Le témoignage de Jean-Michel Frixon
Finalement Jean-Michel Frixon atteint l’âge de la retraite sans changer d’entreprise. 43 ans au service de Michelin cela marque un homme. Mais il se rend compte que durant toutes ses années où il fut un ouvrier invisible et docile, cible idéale pour managers intermédiaires prêts à tout pour exercer leur maigre pouvoir, il est resté finalement très discret sur sa condition et sur ce qu’il a du subir. Alors, il se met à son ordinateur pour coucher ses mémoires. Son objectif n’a rien à voir avec de la vengeance. Il souhaite juste laisser une trace de ce qu’il a vécu ne serait-ce que pour sa descendance, pour qu’elle prenne conscience de ce que fut sa carrière et de ce qu’il n’a pas partagé dans le cercle familial. Le témoignage est fort, son entourage le pousse à le publier. Ainsi naît son premier livre Michelin, matricule F276710. Persuadé que la multinationale va l’attaquer en justice Jean-Michel Frixon s’attend à un retour de manivelle. Il a bien lieu mais pas sous la forme redoutée. La direction de l’entreprise accueille l’ouvrage avec intérêt mais aussi avec stupéfaction. Les « haut gradés » déclarent qu’ils ne savaient pas que cela se passait comme cela dans les ateliers. Ils l’invitent à venir témoigner auprès des cadres. L’ancien ouvrier craint la récupération, mais la direction souhaite juste mettre à profit son expérience pour améliorer ses méthodes managériales.
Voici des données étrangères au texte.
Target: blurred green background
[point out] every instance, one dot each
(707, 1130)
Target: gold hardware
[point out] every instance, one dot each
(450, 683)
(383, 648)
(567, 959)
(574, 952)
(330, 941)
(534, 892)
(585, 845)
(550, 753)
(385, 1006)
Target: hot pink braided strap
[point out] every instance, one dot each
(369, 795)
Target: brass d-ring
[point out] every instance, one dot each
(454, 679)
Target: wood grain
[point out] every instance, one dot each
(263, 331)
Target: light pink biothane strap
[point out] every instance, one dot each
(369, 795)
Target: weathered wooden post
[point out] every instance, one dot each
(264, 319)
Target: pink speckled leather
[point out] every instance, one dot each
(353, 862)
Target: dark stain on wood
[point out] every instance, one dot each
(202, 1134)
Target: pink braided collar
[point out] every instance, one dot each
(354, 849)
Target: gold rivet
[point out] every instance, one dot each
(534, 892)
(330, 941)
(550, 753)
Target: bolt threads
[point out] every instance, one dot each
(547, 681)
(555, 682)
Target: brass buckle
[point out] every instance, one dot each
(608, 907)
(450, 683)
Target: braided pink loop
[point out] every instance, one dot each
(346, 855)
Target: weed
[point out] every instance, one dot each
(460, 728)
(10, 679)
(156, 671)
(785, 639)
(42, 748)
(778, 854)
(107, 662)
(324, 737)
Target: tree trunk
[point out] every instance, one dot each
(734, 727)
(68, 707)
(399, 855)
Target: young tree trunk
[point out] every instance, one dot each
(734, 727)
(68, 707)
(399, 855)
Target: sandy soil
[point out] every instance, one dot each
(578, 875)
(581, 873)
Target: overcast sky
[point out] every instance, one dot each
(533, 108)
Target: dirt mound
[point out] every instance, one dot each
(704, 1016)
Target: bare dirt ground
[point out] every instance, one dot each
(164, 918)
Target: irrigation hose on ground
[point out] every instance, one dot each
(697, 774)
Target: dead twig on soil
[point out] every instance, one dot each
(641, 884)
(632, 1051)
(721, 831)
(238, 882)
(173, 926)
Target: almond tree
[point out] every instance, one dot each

Le tour de France des usines
Jean-Christophe Guérin alors patron du manufacturing Monde de Michelin, comprend la valeur du témoignage de l’ancien ouvrier. Il saisit l’opportunité de la sortie du livre pour lancer une réflexion sur les méthodes managériales du groupe. Il propose un tour de France des usines à la rencontre des dirigeants. La direction assume les dérapages de son management, Jean-Michel Frixon accepte le défi. Il visite 15 unités, rencontre les cadres, leur explique ce qu’il a vécu, ce qu’il a subit, avec ses propres mots et sans langue de bois. L’homme de l’ombre arrivé 43 ans plus tôt comme simple coursier se transforme en consultant au moment même où le monde salarié s’interroge sur le sens du travail. Le matricule F276710 sort enfin de l’ombre, il est l’invité des médias locaux puis des nationaux. Son expérience passionne les rédactions qui l’invitent à témoigner : La Parisien, Radio France, BFM, ARTE lui donnent l’occasion de faire passer un message fort : «Il faut revenir à l’humain et respecter les gens».
De toutes cette expérience le clermontois fidèle à Bib, tirera un second livre L’ouvrier qui murmurait à l’oreille des cadres.